Cet élan de solidarité ne concerne pas uniquement les grandes villes. Ainsi il y a trois ans, Habay, commune de 8 400 habitants située en province de Luxembourg, signait elle aussi la motion. Fin 2019, elle passait à l’action en proposant d’ouvrir un local pour accueillir ces populations en transit. Un espace géré par des bénévoles où les migrants pourront se reposer, se réchauffer, prendre un repas et recevoir des soins plutôt que de zoner dans des camps de fortune régulièrement démantelés par les services de police. C’est que dans la région, depuis des mois, les transmigrants sont nombreux et, jusque-là, les bénévoles se relayaient pour aider ces personnes à simplement se nourrir, dormir. Pour le bourgmestre MR, Serge Bodeux, « il n’est pas illégal d’aider humainement ces populations en transit. Ce qui l’est, c’est de se servir d’elles pour en tirer un profit personnel, comme le font les passeurs. Ici, c’est un acte purement humanitaire ».

De l’aveu du CNCD-11.11.11, la campagne « Commune hospitalière » a dépassé les espérances, avec une mobilisation dans une commune francophone sur trois. « C’était à la base une campagne de mobilisation citoyenne destinée à interpeller les communes.
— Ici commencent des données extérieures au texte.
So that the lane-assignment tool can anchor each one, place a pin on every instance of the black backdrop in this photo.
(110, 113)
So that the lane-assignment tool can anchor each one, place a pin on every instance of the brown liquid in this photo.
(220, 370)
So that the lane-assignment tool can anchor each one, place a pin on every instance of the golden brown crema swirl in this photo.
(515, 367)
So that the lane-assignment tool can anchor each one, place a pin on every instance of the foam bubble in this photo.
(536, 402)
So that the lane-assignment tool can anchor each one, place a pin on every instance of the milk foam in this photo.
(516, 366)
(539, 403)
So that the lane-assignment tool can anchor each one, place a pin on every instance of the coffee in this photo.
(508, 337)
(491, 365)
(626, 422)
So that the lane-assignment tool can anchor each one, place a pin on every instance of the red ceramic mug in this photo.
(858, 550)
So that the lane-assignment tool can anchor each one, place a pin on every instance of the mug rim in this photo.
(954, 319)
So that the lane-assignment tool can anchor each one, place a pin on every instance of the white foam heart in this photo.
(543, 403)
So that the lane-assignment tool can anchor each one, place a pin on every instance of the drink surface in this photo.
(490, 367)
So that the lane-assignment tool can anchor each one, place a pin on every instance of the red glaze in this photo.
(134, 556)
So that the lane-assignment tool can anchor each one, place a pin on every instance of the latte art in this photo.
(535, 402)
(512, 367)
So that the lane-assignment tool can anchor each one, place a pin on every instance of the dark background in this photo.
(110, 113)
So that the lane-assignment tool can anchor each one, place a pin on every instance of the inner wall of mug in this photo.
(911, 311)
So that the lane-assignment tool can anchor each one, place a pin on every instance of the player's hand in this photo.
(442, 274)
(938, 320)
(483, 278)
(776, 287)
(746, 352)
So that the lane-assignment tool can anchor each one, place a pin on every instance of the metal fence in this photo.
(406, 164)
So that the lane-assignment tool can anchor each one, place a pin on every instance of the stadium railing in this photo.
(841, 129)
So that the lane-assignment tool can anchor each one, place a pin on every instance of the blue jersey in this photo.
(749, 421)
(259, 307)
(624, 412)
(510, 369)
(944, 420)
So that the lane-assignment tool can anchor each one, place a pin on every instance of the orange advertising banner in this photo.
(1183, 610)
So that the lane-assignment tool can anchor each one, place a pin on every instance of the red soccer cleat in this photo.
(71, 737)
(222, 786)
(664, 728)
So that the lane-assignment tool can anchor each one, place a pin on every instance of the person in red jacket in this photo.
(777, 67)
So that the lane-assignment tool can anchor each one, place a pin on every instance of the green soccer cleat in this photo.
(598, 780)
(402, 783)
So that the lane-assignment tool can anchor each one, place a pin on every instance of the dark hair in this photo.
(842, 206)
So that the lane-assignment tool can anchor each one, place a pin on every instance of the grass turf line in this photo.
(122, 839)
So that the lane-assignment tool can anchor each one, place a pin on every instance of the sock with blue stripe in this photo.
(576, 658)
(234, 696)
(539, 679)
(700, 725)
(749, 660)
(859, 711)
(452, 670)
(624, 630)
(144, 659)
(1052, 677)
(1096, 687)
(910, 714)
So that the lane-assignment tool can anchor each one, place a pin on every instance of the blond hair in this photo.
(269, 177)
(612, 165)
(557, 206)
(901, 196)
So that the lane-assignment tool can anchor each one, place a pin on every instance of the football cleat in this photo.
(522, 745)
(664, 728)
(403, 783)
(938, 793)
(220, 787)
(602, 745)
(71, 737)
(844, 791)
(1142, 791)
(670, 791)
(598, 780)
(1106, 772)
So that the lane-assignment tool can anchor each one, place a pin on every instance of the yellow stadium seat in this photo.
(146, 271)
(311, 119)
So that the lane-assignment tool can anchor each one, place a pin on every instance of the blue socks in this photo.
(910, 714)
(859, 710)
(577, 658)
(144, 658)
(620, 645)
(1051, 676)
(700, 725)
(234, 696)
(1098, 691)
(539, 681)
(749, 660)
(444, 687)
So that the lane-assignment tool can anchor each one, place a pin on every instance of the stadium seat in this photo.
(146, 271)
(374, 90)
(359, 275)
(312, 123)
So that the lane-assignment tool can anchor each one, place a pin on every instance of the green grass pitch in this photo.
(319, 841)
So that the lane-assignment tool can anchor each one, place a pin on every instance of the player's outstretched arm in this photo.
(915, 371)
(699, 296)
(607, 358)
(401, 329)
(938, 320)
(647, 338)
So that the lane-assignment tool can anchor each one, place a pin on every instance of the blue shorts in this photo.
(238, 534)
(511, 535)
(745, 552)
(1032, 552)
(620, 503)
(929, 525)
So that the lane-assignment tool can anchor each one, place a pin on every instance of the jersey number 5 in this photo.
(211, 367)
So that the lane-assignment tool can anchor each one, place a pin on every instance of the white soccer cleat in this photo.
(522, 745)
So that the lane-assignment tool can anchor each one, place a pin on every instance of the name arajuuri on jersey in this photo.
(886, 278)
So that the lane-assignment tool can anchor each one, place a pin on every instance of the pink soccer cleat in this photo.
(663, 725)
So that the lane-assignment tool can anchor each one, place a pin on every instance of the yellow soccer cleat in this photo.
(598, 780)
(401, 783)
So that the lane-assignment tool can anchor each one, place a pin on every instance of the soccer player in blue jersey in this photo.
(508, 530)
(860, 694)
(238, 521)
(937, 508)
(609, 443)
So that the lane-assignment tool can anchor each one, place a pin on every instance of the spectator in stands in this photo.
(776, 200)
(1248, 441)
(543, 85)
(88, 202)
Notre vocation n’était pas d’analyser tout ce que les communes mettaient en place », précise Carine Thibaut, directrice de la campagne. Au fond, l’objectif était simple : il était important que les citoyens s’expriment sur la question des migrations, et que le terrain ne soit pas uniquement occupé par des professeurs de haine.

Quant aux résultats, même si le CNCD n’est pas là pour remettre un bulletin aux communes, force est de constater qu’ils peuvent varier ostensiblement d’une commune à l’autre : « À Liège, le collectif a obtenu des choses très concrètes. Les femmes sans papiers ont pu avoir accès aux soins obstétricaux, ce qui n’était pas le cas auparavant. Toute une dynamique s’est également mise en place à Namur et au Luxembourg sur la problématique des migrants en transit, comme à Habay. »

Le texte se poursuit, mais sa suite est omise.